As someone whose first first-hand “military” experience, as a boy in the 80s, was witnessing soldiers with machine guns patrolling on the other side of the inner-German border, I must admit it took me years to appreciate the military. Because what I just mentioned was, I guess I’m not exaggerating, a traumatizing experience for me. One I can remember vividly. Including the questions I asked my dad. And his answers.
More than ten years later, it must have been in the year 2000, I at least felt terribly excited when a scene of the Cold War movie “Buffalo Soldiers”, starring Joaquin Phoenix and Ed Harris, was filmed in my hometown (for those who know the film: the scene in which the gas station explodes). I tried to catch a glimpse of the production, but not a chance.
I still felt a bit bewildered, though, when I consciously took notice of “military appreciation night” for the first time in an NBA game (I don’t remember when exactly that was). The reason: Next to my experience as a boy, it’s completely unimaginable to have something like this over here in Germany. For good reasons that need no further explanation.
Still, I must admit I’ve grown to feel warmly about military appreciation night in NBA games. What I really like, for example: You can always trust members of the military to just sing the US anthem in tune – and not make an exhibition of your vocal range out of it. So, I liked that before last night’s game. But there was plenty to like even more in what followed.
- “The San Antonio Spurs are almost certainly not going to win against the Denver Nuggets”, Devin said in yesterday’s game preview, convincingly arguing his (foregone) conclusion. And though the Spurs went into halftime up one, I fully expected them to have surrendered the lead and be down double-digits by mid-third quarter. But then Devin Vassell hit that transition three. Which is when I started believing this could – and I emphasize could – be a win. The fact that they actually won against a bona fide contender at almost full-strength only amplified the thought that occurred to me when Devin hit that transition three: Since the Jakob Pöltl trade, this was the first time us Pounders got to witness next year’s core altogether on the floor. And they were giving the Nuggets a run for money. And these Spurs might even end up with the number one or number two pick in the upcoming draft – oh yeah! I know: It’s only one game. But any reason to make me bursting with anticipation with regards to the future Spurs is welcome most to me.
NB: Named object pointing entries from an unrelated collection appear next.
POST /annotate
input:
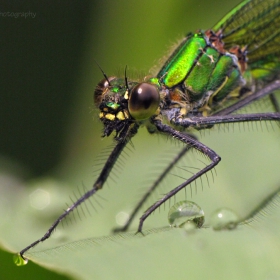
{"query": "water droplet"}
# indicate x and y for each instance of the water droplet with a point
(185, 212)
(19, 260)
(224, 218)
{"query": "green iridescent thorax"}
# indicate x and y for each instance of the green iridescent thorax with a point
(200, 72)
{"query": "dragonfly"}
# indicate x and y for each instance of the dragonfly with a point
(209, 77)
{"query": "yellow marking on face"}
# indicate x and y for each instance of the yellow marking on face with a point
(110, 117)
(120, 116)
(126, 94)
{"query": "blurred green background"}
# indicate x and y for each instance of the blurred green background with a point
(48, 76)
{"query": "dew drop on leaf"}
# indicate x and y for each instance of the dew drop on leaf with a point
(19, 261)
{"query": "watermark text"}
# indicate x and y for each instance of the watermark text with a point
(18, 14)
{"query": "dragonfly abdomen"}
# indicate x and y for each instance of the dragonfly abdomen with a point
(200, 73)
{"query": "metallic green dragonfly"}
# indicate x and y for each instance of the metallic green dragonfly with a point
(209, 76)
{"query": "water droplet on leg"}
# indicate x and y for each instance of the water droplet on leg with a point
(224, 218)
(185, 212)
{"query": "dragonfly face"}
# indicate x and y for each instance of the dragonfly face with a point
(123, 103)
(197, 77)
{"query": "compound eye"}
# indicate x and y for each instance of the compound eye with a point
(143, 101)
(100, 89)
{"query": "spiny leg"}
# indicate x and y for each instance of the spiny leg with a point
(126, 134)
(193, 143)
(148, 193)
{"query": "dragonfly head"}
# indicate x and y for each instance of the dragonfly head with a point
(123, 103)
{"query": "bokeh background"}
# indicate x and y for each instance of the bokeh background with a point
(48, 76)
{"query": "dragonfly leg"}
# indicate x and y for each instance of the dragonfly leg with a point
(192, 143)
(152, 189)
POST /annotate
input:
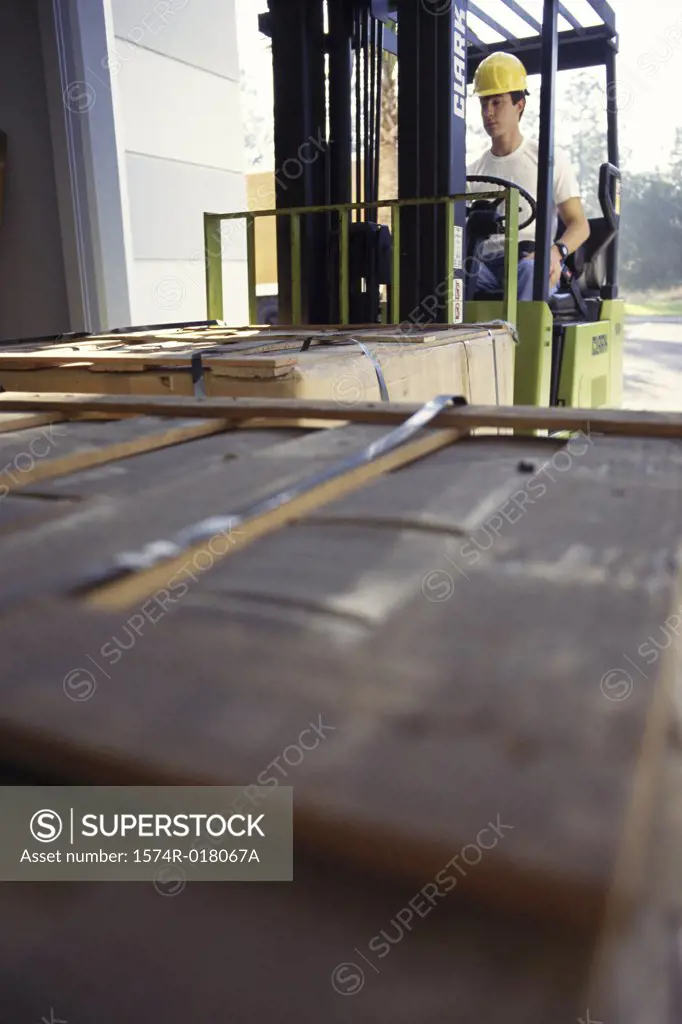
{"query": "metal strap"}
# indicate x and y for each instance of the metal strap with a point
(198, 376)
(383, 390)
(159, 551)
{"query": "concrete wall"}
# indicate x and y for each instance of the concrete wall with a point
(174, 71)
(33, 290)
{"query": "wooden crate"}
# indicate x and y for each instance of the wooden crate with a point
(409, 364)
(465, 614)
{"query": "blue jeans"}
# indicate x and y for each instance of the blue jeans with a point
(491, 274)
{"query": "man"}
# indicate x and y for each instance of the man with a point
(501, 83)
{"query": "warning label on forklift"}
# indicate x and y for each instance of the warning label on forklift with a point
(459, 301)
(459, 247)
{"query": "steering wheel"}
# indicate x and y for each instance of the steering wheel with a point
(495, 203)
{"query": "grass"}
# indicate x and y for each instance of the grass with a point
(654, 303)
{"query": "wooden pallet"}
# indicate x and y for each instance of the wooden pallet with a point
(402, 364)
(470, 641)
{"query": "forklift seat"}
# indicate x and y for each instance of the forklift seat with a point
(579, 296)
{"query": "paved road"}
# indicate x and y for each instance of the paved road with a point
(652, 365)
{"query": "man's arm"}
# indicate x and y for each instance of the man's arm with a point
(576, 233)
(578, 226)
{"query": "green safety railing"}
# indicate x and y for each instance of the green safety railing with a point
(213, 252)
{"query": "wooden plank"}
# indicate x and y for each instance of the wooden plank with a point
(59, 560)
(415, 688)
(523, 418)
(139, 474)
(10, 422)
(425, 697)
(455, 962)
(141, 585)
(76, 445)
- Jeremy Sochan started the season as the Spurs’ first starting rookie since Kawhi Leonard. That in and of itself is remarkable. But what’s even more remarkable is that Jeremy is ending the season with stretches in which he already looks like the Spurs’ best player: The ease with which he moves through the opposition’s defense with the ball in his hands; the ease with which he’s hitting turnaround jumpers. It really feels like the really difficult things come much more easily to him than to anyone else on the roster. On top of that, you get moments like him man-handling Nikola Jokic in the first half, or smothering Aaron Gordon in the second. Whatever Jeremy will turn out to be, to me, he has been the most joyful thing to experience this season.
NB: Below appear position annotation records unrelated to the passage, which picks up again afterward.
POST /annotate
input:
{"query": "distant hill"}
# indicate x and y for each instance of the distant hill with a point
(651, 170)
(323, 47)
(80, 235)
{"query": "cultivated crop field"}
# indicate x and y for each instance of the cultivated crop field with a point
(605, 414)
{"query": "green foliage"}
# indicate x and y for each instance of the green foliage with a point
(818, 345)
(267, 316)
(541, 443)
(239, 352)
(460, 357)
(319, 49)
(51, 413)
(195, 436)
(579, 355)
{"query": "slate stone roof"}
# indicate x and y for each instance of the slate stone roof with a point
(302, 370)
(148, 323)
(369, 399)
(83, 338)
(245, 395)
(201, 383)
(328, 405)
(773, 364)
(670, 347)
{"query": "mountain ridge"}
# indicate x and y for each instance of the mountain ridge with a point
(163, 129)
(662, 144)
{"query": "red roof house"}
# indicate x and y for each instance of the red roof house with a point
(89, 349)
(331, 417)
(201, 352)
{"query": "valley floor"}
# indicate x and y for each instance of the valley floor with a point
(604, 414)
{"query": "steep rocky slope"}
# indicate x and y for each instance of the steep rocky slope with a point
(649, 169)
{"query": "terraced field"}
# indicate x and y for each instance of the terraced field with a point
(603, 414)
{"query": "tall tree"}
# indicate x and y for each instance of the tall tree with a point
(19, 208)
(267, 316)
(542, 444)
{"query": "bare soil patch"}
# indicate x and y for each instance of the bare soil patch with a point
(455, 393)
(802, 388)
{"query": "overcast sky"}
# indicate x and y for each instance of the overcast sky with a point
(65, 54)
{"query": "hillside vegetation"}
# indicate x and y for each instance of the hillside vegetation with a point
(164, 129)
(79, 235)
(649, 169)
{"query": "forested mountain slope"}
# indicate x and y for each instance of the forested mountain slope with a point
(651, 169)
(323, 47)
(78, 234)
- Another extremely joyful experience: The Spurs are picking up a guy off waivers whose nickname will almost certainly be “Mamu”, and whose surname ends with “ili”. Which is a bit of a fairytale storyline. What’s reality though, at least judging by Sandro’s performance last night, is that the Spurs replaced Isaiah Roby with someone probably better than Isaiah Roby. Again, it’s only one game. But also again, any reason to feel good about the Spurs future is welcome to me. Plus, Sean and Bill Bill said it in their commentary: You can see Sandro’s game was conditioned over four years of college basketball. To me, waiving Roby for Mamukelashvili is another indicator that GM Brian Wright knows what he’s doing.
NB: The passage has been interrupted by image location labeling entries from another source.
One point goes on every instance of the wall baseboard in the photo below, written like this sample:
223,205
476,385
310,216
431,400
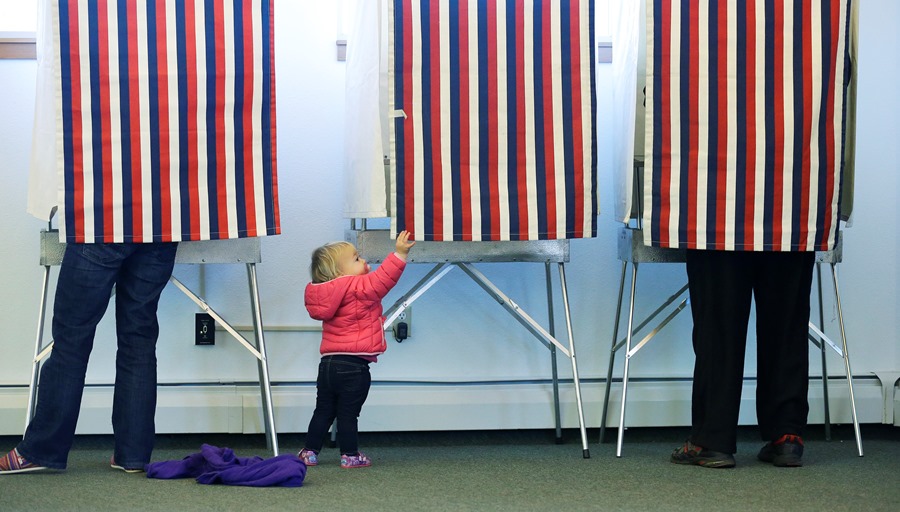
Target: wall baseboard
231,408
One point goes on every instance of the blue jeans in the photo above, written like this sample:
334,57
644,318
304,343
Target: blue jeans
341,389
86,278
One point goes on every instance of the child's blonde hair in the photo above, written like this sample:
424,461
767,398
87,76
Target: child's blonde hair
324,266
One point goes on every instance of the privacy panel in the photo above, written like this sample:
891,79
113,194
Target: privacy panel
494,135
166,115
745,123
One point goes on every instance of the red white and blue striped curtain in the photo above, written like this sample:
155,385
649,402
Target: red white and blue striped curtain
745,123
494,136
166,114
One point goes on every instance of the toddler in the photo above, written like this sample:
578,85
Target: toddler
346,297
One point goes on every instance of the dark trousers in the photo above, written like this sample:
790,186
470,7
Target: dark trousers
86,278
721,286
341,389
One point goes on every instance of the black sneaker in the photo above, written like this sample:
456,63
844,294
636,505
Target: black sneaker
690,453
785,452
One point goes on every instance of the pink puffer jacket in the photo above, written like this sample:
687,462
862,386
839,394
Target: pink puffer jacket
350,309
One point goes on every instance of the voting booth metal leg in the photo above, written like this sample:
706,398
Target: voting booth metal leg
263,361
818,337
822,352
38,350
551,327
628,334
846,356
612,355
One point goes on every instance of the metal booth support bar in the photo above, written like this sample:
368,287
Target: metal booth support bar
374,245
632,250
239,251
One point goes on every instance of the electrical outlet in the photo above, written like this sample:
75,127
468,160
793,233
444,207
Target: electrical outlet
204,329
406,317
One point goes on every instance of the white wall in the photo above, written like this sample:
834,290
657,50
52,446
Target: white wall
459,335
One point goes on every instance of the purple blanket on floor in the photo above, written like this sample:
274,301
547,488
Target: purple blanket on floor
214,465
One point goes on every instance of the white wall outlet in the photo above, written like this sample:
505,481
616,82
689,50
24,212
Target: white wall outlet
406,316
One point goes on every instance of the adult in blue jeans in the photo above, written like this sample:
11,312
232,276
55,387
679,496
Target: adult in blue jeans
88,273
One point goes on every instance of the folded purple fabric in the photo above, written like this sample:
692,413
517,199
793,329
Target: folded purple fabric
214,465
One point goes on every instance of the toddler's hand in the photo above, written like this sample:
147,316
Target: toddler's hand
403,244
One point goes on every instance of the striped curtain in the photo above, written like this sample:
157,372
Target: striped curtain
745,123
494,136
166,114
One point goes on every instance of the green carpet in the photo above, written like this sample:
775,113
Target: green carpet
496,470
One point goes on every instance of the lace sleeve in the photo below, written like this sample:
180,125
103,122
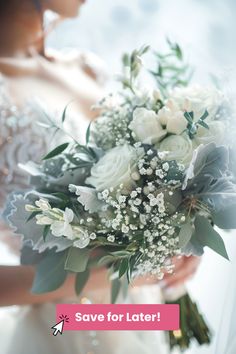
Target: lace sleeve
21,140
- Other joyful experiences: Keldon hitting more than half of his three-point attempts for only the second time since New Year’s Eve, the ever-industrious Tre Jones hitting those mid-range runners, Devin making his presence felt on both ends of the court, Doug McDermott being at his sharp-shooting best, and, though absolutely not unusual, Keita Bates-Diop being Keita Bates-Diop. In short, if all that happens, the Spurs are a much better team than their record suggests. And, due to injuries, there weren’t that many instances this season where all this could have happenend, right?
- Am I doing Zach Collins a misjustice when I call him a scrappy player? I don’t think so. But I’m completely on his side when the target of his – in this instance: provoked – scrappiness is a guy who has a history of having a very high opinion of himself. Therefore: Good shout, Zach!